Since the code is already compiled, this snippet does the following: create the release directory, create the jar file, copy the “build” files (e.g. art, music, etc.) into the release directory, copy the JVM into the release directory, create the demo directory, and copy the entire release into the demo directory.

The issue is that the demo and release versions are supposed to include different licenses (demo license and full license, respectively).

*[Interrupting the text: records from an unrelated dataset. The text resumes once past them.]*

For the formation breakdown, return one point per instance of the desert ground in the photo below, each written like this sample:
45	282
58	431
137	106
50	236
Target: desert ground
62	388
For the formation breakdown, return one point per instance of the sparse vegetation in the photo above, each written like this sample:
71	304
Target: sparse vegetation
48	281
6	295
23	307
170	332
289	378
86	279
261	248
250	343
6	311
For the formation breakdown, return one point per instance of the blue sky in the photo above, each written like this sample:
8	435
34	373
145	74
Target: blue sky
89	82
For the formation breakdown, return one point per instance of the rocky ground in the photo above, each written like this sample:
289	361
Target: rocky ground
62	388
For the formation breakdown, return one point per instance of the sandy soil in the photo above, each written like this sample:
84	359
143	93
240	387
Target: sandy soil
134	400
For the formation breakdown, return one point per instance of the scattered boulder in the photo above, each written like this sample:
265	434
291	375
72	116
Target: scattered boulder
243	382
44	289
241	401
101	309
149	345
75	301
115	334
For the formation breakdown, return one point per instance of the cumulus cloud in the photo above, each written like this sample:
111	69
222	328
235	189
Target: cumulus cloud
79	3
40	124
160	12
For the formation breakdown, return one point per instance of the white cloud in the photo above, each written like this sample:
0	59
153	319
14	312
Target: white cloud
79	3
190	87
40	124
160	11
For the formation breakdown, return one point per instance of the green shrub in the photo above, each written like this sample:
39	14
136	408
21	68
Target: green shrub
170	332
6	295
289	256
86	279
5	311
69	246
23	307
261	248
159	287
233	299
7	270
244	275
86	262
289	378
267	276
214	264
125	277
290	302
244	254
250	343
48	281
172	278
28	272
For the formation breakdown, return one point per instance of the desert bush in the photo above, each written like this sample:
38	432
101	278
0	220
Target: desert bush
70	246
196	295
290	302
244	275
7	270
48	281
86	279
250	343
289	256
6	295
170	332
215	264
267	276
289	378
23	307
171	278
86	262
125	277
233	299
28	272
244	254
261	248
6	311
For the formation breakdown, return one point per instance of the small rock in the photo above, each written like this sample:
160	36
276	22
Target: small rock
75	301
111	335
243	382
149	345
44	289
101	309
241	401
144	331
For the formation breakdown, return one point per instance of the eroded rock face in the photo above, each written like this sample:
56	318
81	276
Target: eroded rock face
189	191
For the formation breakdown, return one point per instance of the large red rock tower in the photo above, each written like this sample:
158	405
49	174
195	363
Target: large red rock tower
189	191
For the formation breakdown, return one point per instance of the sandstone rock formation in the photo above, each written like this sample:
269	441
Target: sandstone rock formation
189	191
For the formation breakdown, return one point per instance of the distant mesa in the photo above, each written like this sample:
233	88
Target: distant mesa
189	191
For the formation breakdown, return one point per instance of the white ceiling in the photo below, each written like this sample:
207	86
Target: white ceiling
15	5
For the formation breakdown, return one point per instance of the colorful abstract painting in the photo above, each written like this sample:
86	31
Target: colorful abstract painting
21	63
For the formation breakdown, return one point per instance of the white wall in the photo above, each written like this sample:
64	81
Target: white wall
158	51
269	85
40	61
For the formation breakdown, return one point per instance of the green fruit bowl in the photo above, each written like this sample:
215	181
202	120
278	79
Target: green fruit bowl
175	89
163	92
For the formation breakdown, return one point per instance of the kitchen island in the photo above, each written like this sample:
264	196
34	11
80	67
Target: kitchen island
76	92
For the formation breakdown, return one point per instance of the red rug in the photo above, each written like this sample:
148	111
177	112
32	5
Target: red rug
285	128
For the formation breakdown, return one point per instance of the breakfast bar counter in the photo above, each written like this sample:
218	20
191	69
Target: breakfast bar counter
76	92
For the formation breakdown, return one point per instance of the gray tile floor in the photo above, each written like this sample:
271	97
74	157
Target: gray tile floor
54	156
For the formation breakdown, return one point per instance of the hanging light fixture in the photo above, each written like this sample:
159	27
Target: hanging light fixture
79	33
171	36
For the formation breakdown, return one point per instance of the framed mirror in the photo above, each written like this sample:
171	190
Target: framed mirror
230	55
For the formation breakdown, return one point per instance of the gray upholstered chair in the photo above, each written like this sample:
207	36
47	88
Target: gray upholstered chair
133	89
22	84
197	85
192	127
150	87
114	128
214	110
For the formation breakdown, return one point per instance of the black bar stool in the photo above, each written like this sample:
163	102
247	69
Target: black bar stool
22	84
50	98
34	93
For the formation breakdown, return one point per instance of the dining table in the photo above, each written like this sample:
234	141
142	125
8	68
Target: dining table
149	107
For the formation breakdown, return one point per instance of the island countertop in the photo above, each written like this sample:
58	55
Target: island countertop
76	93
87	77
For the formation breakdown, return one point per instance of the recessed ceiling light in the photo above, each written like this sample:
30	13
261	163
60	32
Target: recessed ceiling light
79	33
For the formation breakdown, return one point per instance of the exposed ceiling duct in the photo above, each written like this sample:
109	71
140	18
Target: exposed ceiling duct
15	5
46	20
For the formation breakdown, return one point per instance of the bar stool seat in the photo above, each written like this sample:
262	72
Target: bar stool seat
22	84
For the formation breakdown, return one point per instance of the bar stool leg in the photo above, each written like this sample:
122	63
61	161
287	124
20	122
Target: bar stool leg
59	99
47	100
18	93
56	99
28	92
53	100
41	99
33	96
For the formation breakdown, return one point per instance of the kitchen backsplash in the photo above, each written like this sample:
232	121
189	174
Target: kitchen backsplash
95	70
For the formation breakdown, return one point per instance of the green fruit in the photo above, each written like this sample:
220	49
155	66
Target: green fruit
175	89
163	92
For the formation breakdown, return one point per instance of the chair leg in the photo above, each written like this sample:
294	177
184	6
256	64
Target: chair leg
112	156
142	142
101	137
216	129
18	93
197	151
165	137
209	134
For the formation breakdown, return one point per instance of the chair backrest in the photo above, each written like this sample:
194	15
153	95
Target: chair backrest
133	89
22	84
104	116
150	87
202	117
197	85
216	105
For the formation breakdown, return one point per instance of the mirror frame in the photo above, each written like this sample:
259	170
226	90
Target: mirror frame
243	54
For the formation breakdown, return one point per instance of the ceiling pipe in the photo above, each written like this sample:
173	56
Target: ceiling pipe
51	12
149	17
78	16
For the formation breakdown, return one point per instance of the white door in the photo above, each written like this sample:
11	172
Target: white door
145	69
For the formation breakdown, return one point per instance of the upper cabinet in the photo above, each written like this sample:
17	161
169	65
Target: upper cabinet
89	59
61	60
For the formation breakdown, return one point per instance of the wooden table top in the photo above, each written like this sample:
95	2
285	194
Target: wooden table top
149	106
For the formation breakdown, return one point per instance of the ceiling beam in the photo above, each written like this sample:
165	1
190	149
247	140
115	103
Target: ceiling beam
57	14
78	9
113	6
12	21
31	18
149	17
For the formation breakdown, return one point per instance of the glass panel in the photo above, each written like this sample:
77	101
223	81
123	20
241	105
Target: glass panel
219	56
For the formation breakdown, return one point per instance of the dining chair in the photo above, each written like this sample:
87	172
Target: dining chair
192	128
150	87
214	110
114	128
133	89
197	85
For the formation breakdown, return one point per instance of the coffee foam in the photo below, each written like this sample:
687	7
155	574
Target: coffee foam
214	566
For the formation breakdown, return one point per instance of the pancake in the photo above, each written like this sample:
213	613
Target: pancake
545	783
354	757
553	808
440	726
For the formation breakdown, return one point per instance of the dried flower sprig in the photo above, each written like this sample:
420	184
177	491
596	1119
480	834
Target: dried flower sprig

I believe I have the file sets set up that way, but both licenses appear in both versions.

One option would be to copy all the files and then delete the appropriate files, but that seems like too much of a hack.

I will insert the Inno Setup execution in there before the next release.

Don’t use the excludes attribute in the fileset, it doesn’t like spaces in the filenames. Lookkup a nested exclude tag in the ant user manual.

And don’t clean the build directory while compiling classes, it’s unnecessary (ant takes care of changed files) most of the time. Make a dedicated “clean” target, if you really need that.

It may not be your problem, but I highly recommend never having spaces in file names. Use an underscore or camel naming.

What you describe as your problem should only occur if the build failed. This would leave the directory empty while Eclipse expects files to be there. If there are no errors, the class directory will have all the files after the build finishes, unless you mapped ant to a different destination directory.

EDIT: As cylab pointed out, spaces in file names are bad.

I used the nested excludes, and I’m getting the right files now. It just seems a little odd that it handles spaces properly when done with nesting but not when done with an argument in the fileset tag.

I will work on setting up Ant to automate installer generation when I get time. I will have to alter my Inno Setup scripts as well because I have the version number hardcoded in a couple of places.

The excludes attribute is deprecated (maybe because of this) and afaik uses komma and/or space separated list of files to exclude.